Call Center Metrics
Thursday, May 29th, 2008Let’s face it. It is not rocket Science and I am not spilling any secrets when I say that in the direct response industry the only way to effectively gauge and control performance in a call center is to manage by a defined set of metrics, or better yet by KPI (key performance indicators and pun intended also)
One of the biggest challenges is finding an organization that operates under the same interpretation and the same definitions of those metrics. Especially when you are dealing with multiple call centers. That challenge, at times, seems a step closer to rocket science.
For the most part, each center manages by using the same set of metrics. We might refer to them differently…Is it Average Order Value or Average ticket? Do we track Revenue per Call Received or Answered?
A few of the standard metrics being:
On the sales side, we have Conversion (Sales) Abandonment (calls that didn’t get answered) AOV (Average order Value) RPC (Revenue per call) MER (Media Expense Ratio) etc…

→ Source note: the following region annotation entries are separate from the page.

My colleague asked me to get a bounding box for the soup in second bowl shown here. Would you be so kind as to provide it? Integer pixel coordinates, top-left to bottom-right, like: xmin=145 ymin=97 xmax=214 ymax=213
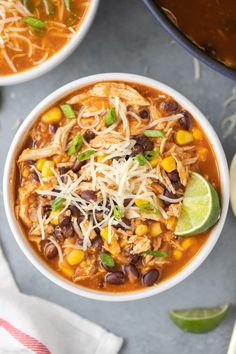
xmin=15 ymin=82 xmax=220 ymax=292
xmin=0 ymin=0 xmax=90 ymax=76
xmin=156 ymin=0 xmax=236 ymax=69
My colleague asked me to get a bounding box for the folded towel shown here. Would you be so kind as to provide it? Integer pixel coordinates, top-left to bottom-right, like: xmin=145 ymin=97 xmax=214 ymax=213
xmin=0 ymin=249 xmax=123 ymax=354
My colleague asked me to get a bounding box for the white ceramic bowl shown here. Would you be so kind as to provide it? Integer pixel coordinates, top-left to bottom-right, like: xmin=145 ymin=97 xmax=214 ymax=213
xmin=3 ymin=73 xmax=229 ymax=301
xmin=0 ymin=0 xmax=99 ymax=86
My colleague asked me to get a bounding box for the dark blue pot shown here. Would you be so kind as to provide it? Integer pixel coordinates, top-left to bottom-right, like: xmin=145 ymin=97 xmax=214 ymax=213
xmin=143 ymin=0 xmax=236 ymax=80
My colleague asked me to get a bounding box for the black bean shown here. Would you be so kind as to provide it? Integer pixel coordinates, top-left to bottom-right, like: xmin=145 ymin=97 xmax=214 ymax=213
xmin=44 ymin=243 xmax=58 ymax=259
xmin=124 ymin=264 xmax=139 ymax=283
xmin=61 ymin=224 xmax=74 ymax=238
xmin=124 ymin=198 xmax=132 ymax=207
xmin=59 ymin=214 xmax=71 ymax=227
xmin=92 ymin=236 xmax=103 ymax=251
xmin=113 ymin=216 xmax=131 ymax=230
xmin=142 ymin=269 xmax=160 ymax=286
xmin=43 ymin=205 xmax=52 ymax=218
xmin=139 ymin=109 xmax=150 ymax=119
xmin=163 ymin=188 xmax=178 ymax=206
xmin=167 ymin=170 xmax=179 ymax=182
xmin=134 ymin=135 xmax=154 ymax=151
xmin=69 ymin=205 xmax=84 ymax=224
xmin=31 ymin=172 xmax=39 ymax=182
xmin=54 ymin=225 xmax=65 ymax=242
xmin=130 ymin=253 xmax=141 ymax=264
xmin=72 ymin=159 xmax=86 ymax=173
xmin=83 ymin=130 xmax=96 ymax=143
xmin=48 ymin=124 xmax=58 ymax=134
xmin=105 ymin=272 xmax=125 ymax=285
xmin=179 ymin=111 xmax=192 ymax=130
xmin=58 ymin=166 xmax=70 ymax=175
xmin=100 ymin=261 xmax=116 ymax=273
xmin=131 ymin=144 xmax=144 ymax=156
xmin=160 ymin=99 xmax=179 ymax=113
xmin=80 ymin=190 xmax=97 ymax=202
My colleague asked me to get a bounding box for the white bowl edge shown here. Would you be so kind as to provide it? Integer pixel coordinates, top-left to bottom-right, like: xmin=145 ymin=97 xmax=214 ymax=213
xmin=0 ymin=0 xmax=100 ymax=86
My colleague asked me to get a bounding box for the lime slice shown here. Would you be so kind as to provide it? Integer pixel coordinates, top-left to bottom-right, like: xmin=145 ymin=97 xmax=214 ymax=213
xmin=175 ymin=172 xmax=220 ymax=236
xmin=170 ymin=305 xmax=229 ymax=333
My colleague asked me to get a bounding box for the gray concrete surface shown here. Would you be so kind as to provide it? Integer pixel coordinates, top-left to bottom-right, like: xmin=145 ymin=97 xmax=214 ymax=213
xmin=0 ymin=0 xmax=236 ymax=354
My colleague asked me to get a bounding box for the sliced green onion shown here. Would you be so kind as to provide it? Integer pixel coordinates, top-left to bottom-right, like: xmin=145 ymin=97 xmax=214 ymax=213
xmin=100 ymin=252 xmax=115 ymax=268
xmin=105 ymin=107 xmax=117 ymax=127
xmin=23 ymin=0 xmax=35 ymax=13
xmin=143 ymin=150 xmax=160 ymax=161
xmin=60 ymin=103 xmax=75 ymax=119
xmin=77 ymin=150 xmax=96 ymax=161
xmin=135 ymin=154 xmax=147 ymax=166
xmin=67 ymin=134 xmax=83 ymax=156
xmin=142 ymin=251 xmax=168 ymax=257
xmin=143 ymin=129 xmax=166 ymax=138
xmin=139 ymin=203 xmax=160 ymax=215
xmin=23 ymin=17 xmax=46 ymax=29
xmin=43 ymin=0 xmax=55 ymax=15
xmin=113 ymin=205 xmax=123 ymax=220
xmin=64 ymin=0 xmax=71 ymax=11
xmin=52 ymin=197 xmax=65 ymax=211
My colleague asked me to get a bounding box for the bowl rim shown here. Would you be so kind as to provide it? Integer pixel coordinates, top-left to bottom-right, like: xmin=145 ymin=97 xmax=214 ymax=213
xmin=3 ymin=73 xmax=229 ymax=302
xmin=143 ymin=0 xmax=236 ymax=80
xmin=0 ymin=0 xmax=100 ymax=86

On the customer service side, we have Re-order Conversion, Average talk time, Abandonment, AOV, Saves (Customers who were retained after requesting for refund/return) ASA (Average Speed of Answer)
As previously posted blog Where the rubber meets the road, discusses the hybrid employee solution, regardless of whether your employees occupy the seats on the sales side or the customer service side, the measures in which we track performance and success are and should always be the same.
With the technology of today, we have the data at our fingertips. Real time web reporting that can be so addicting we get caught sitting at our desks for hours just hitting the refresh button. Gone are the days where we have to request reports, and wait a significant amount of time to receive them before we can do our analysis on campaign A and campaign B. The secret of success isn’t whether we can get enough data to analyze anymore, but whether we can dissect the data, and whether we can trust it’s accurate and can we truly use this data to measure performance and implement changes. Are the call centers using the same definitions for short calls (is it under 30 seconds or under 26 seconds?) for our “apples to apples” comparison?
To be great at this business, you have to be a data geek. Just accept it now; it will be easier in the end. With all this visibility to data it can be easy for some managers and trainers to get lost in it. At first glance, it is impressive when the new hire trainer can tell you within a few moments, what the average order value was for the new hires for the past month and how many calls they dropped within that same time frame. If you want he can even give you these results by supplier, by day, by hour, by minute…Heck, I can get all these numbers myself in just a few clicks…..But what does all of this mean though? When you are drilling down to miniscule details of your metrics are you really getting the big picture?
The sense of urgency becomes in getting the right metrics program in place so you can eventually understand the minimum number of measures that give you a clear understanding of the state of your company. It all comes down to a formula.
I read somewhere once that the average customer service department tracks at least 25 metrics. While each of these metrics may be useful to trend internally, tracking these items and having the data to support these metrics does not really answer the question how is my call center or company really doing? These 25 metrics make up a somewhat redundant list of statistics and can really be rolled up under 5 KPI’s (key performance indicators) 1) Cost per Call 2) Customer Satisfaction 3) First Call Resolution 4) Agent Utilization (what I like to refer to as BIS =butts in seats) and 5) Overall Call Center Performance
So why is less more in this case?
Defining goals for each KPI is critical in tracking call center performance. Having 5 performance metrics to manage instead of 25 definitely streamlines your process making it easier to:
1. Identify strengths and weaknesses within your department(s)
2. Provide necessary training and cross training for agents in opposing departments, as well as support to give your agents the power of knowledge.
3. Establish performance goals for both individual agents and as a team
4. Consider the potential benefits of introducing a performance based incentive plan to motivate and compensate your agents
5. Implement new processes and policies in place to overcome specific obstacles (IE talk time increased due to lack of training on a new order management system)
Once you have a set of measures that you can benchmark against other companies to understand where the existing opportunities lie and where you need to create opportunities to move toward, you are better positioned to add staff or other resources before you get caught short-handed.
Most importantly, once you have a grasp on the above, you have a solid platform for experimenting with the fundamental changes you make to your existing business operations. Only then can you accurately evaluate the effectiveness of the new approaches you take and be rid of the ones that don’t.